Cumberland County RCMP joined with other community stakeholders in launching the WITS program at the Oxford Regional Educational Centre.
WITS, or Walk away, Ignore, Talk it out and Seek Help, is entering its second year in Cumberland County elementary schools, including Oxford, Wentworth and River Hebert.
“It’s an anti-bullying program for children from Kindergarten to Grade 6 that creates a common language for children to take home, and creates a positive atmosphere for them when dealing with peer conflict,” Const. Travise Dow of the Cumberland RCMP said. “It’s all about resolution without violence.”
Dow said the program was developed in the 1990s in British Columbia through the University of Victoria.
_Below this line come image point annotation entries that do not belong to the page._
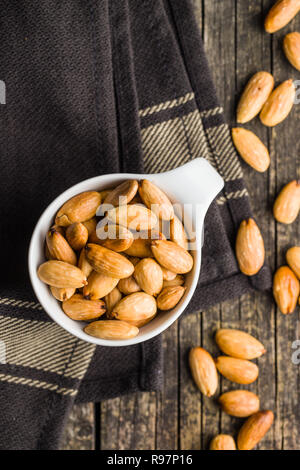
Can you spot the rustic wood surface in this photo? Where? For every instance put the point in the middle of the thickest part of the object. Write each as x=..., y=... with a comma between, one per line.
x=180, y=417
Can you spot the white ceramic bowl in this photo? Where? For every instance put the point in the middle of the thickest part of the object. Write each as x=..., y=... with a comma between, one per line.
x=193, y=185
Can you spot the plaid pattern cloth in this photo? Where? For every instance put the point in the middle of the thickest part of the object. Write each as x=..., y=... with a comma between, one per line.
x=95, y=87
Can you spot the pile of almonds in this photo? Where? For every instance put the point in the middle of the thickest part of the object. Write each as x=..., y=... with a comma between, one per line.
x=120, y=264
x=273, y=106
x=240, y=348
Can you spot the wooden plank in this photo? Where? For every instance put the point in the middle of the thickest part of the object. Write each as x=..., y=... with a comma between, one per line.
x=285, y=140
x=79, y=431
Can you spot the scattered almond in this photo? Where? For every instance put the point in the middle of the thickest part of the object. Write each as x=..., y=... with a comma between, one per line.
x=254, y=429
x=237, y=370
x=249, y=248
x=254, y=96
x=239, y=344
x=203, y=370
x=239, y=403
x=285, y=289
x=279, y=104
x=251, y=149
x=291, y=47
x=287, y=204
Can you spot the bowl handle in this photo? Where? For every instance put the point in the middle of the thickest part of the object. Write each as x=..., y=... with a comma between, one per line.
x=195, y=184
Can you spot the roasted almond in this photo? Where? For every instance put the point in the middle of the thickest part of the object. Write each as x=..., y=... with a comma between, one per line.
x=133, y=216
x=77, y=235
x=61, y=274
x=79, y=208
x=177, y=233
x=128, y=285
x=177, y=281
x=111, y=329
x=291, y=47
x=137, y=309
x=293, y=259
x=99, y=285
x=281, y=14
x=254, y=96
x=149, y=276
x=81, y=309
x=141, y=246
x=172, y=256
x=112, y=299
x=203, y=370
x=83, y=264
x=279, y=104
x=222, y=442
x=249, y=248
x=287, y=204
x=156, y=200
x=169, y=297
x=285, y=289
x=114, y=237
x=239, y=403
x=254, y=429
x=61, y=293
x=239, y=371
x=108, y=262
x=239, y=344
x=59, y=248
x=251, y=149
x=122, y=194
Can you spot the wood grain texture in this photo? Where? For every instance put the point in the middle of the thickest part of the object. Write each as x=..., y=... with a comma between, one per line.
x=180, y=417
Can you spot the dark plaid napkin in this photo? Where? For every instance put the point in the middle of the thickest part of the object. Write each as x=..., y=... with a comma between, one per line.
x=93, y=87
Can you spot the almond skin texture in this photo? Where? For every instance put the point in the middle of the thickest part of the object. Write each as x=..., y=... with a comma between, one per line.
x=108, y=262
x=111, y=329
x=79, y=208
x=287, y=204
x=239, y=371
x=133, y=216
x=203, y=370
x=279, y=104
x=254, y=429
x=141, y=246
x=293, y=259
x=249, y=248
x=251, y=149
x=77, y=235
x=254, y=96
x=156, y=200
x=149, y=276
x=99, y=285
x=285, y=289
x=59, y=248
x=136, y=309
x=61, y=293
x=239, y=344
x=112, y=299
x=172, y=256
x=128, y=286
x=122, y=194
x=222, y=442
x=169, y=297
x=291, y=47
x=281, y=14
x=60, y=274
x=114, y=237
x=239, y=403
x=177, y=233
x=78, y=308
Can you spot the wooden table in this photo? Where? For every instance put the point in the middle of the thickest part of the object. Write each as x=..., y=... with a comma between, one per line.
x=180, y=417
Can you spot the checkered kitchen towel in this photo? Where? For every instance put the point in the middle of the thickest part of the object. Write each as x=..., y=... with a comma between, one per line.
x=93, y=87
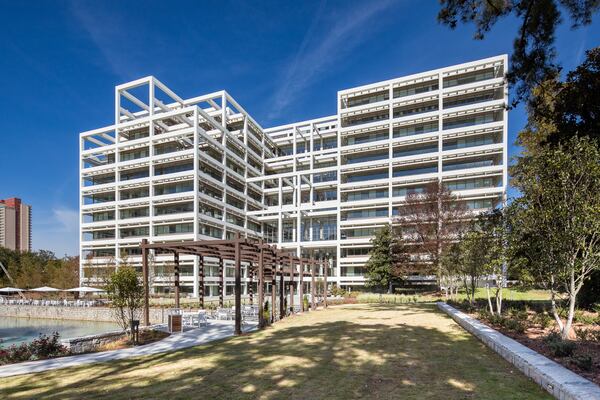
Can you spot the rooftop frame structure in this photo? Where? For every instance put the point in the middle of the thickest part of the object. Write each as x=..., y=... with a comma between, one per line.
x=264, y=260
x=171, y=169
Its purpose is to combat the issue of bullying behaviour through the philosophy of walking away, ignore, talk it out and seek help.
“It’s based on a series of books that are integrated into the school curriculum in every province,” Dow said. “In the Maritimes, specifically, it relates with health curriculum and building on healthy relationships and positive friendship foundations.”
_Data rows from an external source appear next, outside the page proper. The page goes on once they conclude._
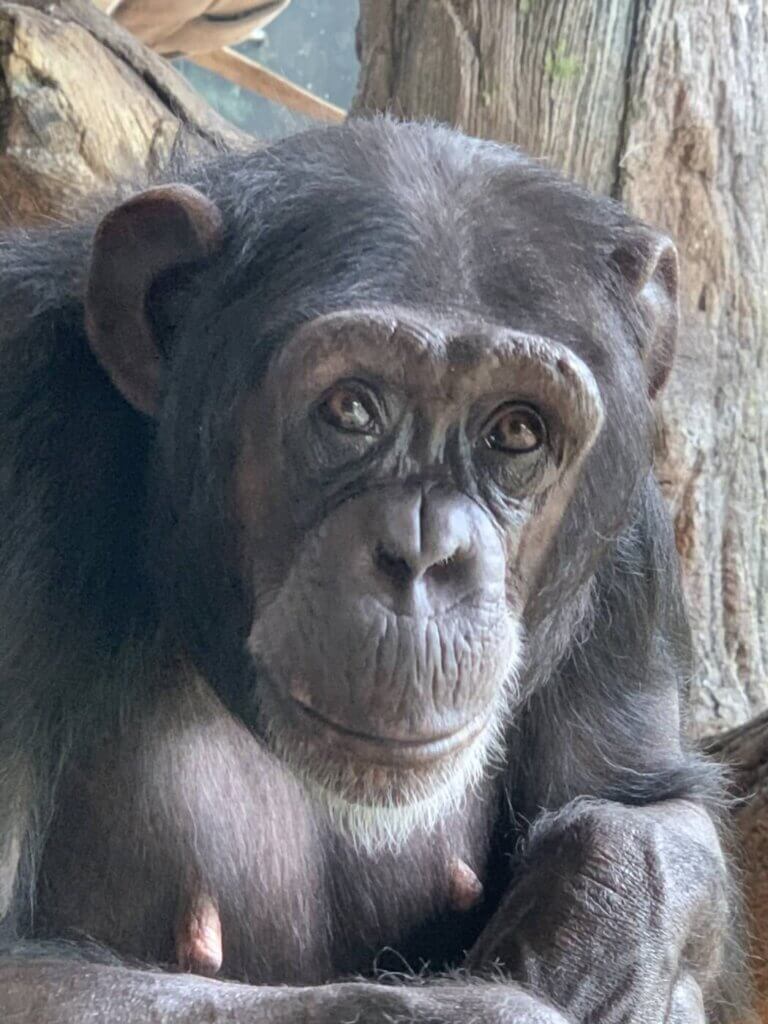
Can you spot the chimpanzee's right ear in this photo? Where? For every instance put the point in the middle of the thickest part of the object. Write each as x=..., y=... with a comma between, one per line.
x=150, y=233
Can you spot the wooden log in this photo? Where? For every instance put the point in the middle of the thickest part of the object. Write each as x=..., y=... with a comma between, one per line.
x=252, y=75
x=83, y=104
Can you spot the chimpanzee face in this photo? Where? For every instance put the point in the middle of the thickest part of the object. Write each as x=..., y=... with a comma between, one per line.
x=443, y=331
x=391, y=468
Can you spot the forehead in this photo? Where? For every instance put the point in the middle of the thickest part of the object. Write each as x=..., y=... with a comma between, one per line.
x=448, y=358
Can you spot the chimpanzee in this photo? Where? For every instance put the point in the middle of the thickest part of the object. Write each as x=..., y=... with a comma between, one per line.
x=342, y=648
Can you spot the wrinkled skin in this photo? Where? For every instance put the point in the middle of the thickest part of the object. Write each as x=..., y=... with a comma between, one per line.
x=331, y=559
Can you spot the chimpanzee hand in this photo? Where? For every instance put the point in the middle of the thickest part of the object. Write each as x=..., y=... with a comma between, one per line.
x=619, y=913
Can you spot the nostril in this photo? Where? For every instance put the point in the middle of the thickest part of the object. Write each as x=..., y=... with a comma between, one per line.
x=394, y=567
x=446, y=569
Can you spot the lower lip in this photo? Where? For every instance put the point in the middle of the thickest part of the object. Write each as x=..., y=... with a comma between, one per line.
x=384, y=751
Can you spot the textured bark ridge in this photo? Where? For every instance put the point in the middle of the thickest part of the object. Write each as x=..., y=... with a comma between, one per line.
x=664, y=105
x=82, y=105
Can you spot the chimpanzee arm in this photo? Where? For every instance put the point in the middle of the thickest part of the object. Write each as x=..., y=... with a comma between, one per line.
x=621, y=913
x=59, y=991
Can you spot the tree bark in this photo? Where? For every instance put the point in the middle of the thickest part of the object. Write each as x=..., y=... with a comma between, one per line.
x=663, y=103
x=84, y=105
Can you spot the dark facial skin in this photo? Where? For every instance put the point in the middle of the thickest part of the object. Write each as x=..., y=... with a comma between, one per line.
x=340, y=617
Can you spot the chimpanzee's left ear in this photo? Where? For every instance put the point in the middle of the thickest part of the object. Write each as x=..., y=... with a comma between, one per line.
x=648, y=262
x=151, y=233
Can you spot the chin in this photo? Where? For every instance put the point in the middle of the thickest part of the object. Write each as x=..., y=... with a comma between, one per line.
x=379, y=802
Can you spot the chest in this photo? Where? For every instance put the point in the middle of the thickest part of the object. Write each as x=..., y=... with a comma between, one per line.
x=146, y=825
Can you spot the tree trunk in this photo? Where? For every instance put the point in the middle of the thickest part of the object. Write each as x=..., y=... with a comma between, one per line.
x=663, y=103
x=83, y=105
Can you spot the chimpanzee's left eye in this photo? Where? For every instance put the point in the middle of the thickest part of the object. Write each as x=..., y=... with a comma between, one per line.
x=515, y=429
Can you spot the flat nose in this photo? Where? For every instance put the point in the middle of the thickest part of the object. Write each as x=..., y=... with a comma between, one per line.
x=425, y=536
Dow said it gives children an opportunity to voice their opinions and teaches them the language on how to express themselves and how to explain themselves within their peer groups and with their parents when they go home.
The program was first introduced last November at the three schools and Cumberland North Academy in Brookdale and is supported by the RCMP, Amherst and Oxford Lions clubs, fire departments, Natural Resources, Emergency Health Services, Mount Allison University athletes and local sports teams.
“The program was well received last year and it’s very easy for the children to know how to use their wits,” Dow said.
During Wednesday’s launch, students seen a couple of inspirational music videos, repeated the WITS slogan and were sworn in as WITS special constables.
With the headlines surrounding bullying and teen suicides relating to bullying and cyberbullying, Dow said the WITS program reaches out to children at the elementary level so they know how to handle bullying situations when they get older.
“They learn what’s proper behaviour from an early age so when they get older and go to middle school or high school and become adults it’s already ingrained in them how they should behave, what’s appropriate behaviour and language. It gives them the skills to succeed,” Dow said.
Cpl. Christine Hobin, the community policing and diversity co-ordinator with RCMP H Division, said the program has been well received across the province and said Cumberland County is considered a leader.
Hobin said when the program was first introduced last year, Dow was instrumental in introducing the program in Cumberland County with great results.
“If the police can work with the communities and the schools and nip it in the bud and work from the preventative end we won’t always have to be reactive as much,” she said. “Our feeling is WITS is a good use of police use in schools.”
Hobin agreed with Dow about the importance of reaching out to children at a young age. She said the program also empowers the young students so they have the skills how to deal with bullying.
“Why not give them the tools to use and let them know there are supportive and caring community leaders and people in their lives who are willing to help them,” she said.
She hopes the children will use their WITS skills in their every day lives and as they get older.
Hobin said the program is also being used in Meteghan, Middleton and Antigonish and should soon be introduced to a First Nations community.